The current account deficit for the FY08 has been US$14 billion i.e. 8.4 percent of GDP in FY08, more than double the FY07 figures. It is now standing at US$7.46 billion. Our trade deficit is mounting like havoc and in the situation of global economic slowdown and high inflation it will be very hard for Pakistan to survive if it is not able to curtail unnecessary expenditure and maintain a decent economic growth pace. The government has worked on these measures as the indicators are even though not good pacing towards improvement.

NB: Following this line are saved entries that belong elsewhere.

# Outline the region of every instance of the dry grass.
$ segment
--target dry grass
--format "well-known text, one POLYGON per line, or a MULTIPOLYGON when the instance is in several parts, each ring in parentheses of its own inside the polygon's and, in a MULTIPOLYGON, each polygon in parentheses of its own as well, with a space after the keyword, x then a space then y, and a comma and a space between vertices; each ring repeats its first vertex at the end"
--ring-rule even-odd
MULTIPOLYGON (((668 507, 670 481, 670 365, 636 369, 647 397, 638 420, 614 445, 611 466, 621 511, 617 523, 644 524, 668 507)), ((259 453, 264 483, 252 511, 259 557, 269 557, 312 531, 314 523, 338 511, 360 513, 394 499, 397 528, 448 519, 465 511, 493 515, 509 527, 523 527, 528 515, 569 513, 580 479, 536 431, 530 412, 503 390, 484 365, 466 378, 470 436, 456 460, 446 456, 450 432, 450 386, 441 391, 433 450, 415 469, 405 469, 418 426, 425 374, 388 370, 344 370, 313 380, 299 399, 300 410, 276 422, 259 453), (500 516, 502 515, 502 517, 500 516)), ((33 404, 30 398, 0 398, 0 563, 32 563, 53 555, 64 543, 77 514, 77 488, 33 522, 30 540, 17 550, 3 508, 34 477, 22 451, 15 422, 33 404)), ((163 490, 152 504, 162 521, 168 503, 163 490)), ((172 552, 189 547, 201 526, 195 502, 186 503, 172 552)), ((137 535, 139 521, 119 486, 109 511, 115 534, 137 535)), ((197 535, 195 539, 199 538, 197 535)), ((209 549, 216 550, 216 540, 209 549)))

In the current situation of fragile balance of payment position, heating current account deficits, but a few critical improving economic indicators, Pakistan badly needs to boost industrial productions and achieve more stable economy. For that, it needs to improve and mobilize its foreign resources to augment real infrastructure development in Pakistan to offer long term stability in economic activities.

Analysts are predicting further slowdown if the government is not successful in attracting more investments and controlling terrorism and political chaos. Foreign investments toady are backbone of Pakistan's economy and the government officials seem on their toes to go into few more privatization and acquisition deals with investors abroad so as to survive in the recent future.

It is very hard in this lawless environment to bring fresh real investments in Pakistan. Foreign companies are winding up and bringing them in Pakistan is like asking them for suicide. The only options left with the government are to privatize its national institutions and to bring in more foreign loans, attract more savings from individual, loan at lower rates to investors and boost PSDP.

These will help mobilize the economic development activities and achieve stability in the country.